Ho visto su Famiglia Cristiana (n. 22/2011) la fotografia della
chiesa dove era parroco don Riccardo Seppia, con le indegne
scritte sulla facciata. Se scrivere sui muri è un reato, pubblicizzare
tali scritte riproducendole su Tv e giornali, dovrebbe essere
“apologia di reato”, perché così gli incivili autori di quelle scritte
si vedrebbero incoraggiati nelle loro imprese, con i mass media
che fungerebbero da cassa di risonanza ai loro criminosi atti.

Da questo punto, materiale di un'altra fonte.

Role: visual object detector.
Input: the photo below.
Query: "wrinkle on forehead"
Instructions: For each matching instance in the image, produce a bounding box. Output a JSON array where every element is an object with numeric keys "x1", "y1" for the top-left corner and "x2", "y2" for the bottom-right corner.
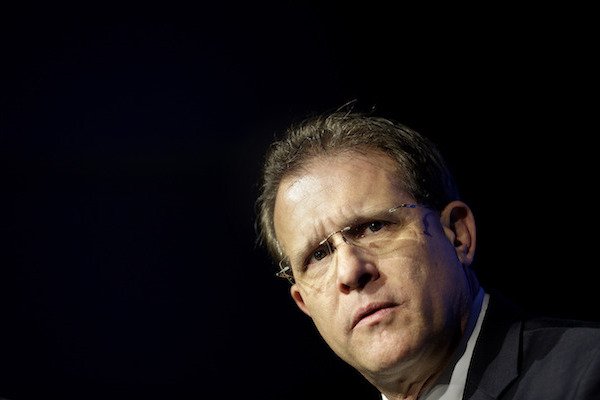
[{"x1": 275, "y1": 151, "x2": 402, "y2": 255}]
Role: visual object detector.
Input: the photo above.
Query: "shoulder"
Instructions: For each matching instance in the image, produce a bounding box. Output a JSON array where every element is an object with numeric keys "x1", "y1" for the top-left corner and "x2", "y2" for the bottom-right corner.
[{"x1": 523, "y1": 318, "x2": 600, "y2": 363}]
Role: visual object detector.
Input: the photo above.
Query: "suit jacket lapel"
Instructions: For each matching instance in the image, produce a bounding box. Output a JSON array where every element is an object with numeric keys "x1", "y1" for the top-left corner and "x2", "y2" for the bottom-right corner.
[{"x1": 463, "y1": 295, "x2": 522, "y2": 400}]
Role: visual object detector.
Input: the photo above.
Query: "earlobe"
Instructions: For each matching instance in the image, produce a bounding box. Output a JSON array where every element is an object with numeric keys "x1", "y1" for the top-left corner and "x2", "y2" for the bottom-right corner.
[
  {"x1": 441, "y1": 200, "x2": 476, "y2": 267},
  {"x1": 290, "y1": 284, "x2": 310, "y2": 317}
]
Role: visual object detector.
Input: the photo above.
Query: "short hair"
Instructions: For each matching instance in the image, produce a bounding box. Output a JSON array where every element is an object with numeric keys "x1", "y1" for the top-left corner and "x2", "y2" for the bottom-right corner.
[{"x1": 256, "y1": 110, "x2": 459, "y2": 262}]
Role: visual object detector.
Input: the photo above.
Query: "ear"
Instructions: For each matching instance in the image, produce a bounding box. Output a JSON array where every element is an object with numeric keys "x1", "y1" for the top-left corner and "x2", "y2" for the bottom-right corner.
[
  {"x1": 290, "y1": 283, "x2": 310, "y2": 317},
  {"x1": 441, "y1": 200, "x2": 476, "y2": 267}
]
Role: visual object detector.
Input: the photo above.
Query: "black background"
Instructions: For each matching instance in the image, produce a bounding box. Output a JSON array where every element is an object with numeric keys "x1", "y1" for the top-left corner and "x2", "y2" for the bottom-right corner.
[{"x1": 0, "y1": 1, "x2": 600, "y2": 400}]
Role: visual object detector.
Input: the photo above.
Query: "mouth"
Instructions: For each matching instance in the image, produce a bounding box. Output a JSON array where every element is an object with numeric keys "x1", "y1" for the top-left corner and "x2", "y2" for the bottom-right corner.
[{"x1": 350, "y1": 303, "x2": 397, "y2": 330}]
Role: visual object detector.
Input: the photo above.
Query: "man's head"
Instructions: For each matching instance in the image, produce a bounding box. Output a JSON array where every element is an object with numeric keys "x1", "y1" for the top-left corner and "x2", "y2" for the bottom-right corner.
[
  {"x1": 258, "y1": 112, "x2": 459, "y2": 258},
  {"x1": 259, "y1": 114, "x2": 476, "y2": 392}
]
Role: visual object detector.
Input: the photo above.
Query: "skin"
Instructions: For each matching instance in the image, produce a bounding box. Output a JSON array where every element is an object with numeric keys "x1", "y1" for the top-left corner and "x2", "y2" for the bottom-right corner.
[{"x1": 274, "y1": 151, "x2": 478, "y2": 400}]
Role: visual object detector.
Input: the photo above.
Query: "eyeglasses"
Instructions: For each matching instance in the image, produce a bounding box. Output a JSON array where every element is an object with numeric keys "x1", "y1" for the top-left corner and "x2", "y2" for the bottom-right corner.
[{"x1": 275, "y1": 203, "x2": 427, "y2": 285}]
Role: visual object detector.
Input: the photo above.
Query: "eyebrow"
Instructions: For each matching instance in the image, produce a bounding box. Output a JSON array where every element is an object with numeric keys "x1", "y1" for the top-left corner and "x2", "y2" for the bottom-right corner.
[{"x1": 288, "y1": 207, "x2": 406, "y2": 264}]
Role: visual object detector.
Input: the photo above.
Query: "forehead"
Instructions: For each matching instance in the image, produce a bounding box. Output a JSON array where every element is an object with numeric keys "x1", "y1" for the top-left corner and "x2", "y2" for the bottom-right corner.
[{"x1": 274, "y1": 151, "x2": 409, "y2": 252}]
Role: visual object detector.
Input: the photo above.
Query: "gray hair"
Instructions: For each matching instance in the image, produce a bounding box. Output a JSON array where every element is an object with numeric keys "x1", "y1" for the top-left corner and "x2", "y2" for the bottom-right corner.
[{"x1": 256, "y1": 110, "x2": 459, "y2": 261}]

Bisogna smetterla di fare pubblicità a tali ignoranti “scrittori”, che
devono aver scritto ben poco sulle lavagne e sui banchi di scuola,
per non saperlo fare meglio che sui muri. Nello storico quartiere
di Trastevere in Roma, ad esempio, non c’è più un centimetro
di muro pulito. E ora si sono messi a scrivere sui portoni. Uno
scempio e una vergogna davanti a tutto il mondo. Perché
Famiglia Cristiana non si fa promotrice, magari iniziando con
la pubblicazione di questa mia lettera, di una campagna per
l’approvazione di una legge che definisca “apologia di reato”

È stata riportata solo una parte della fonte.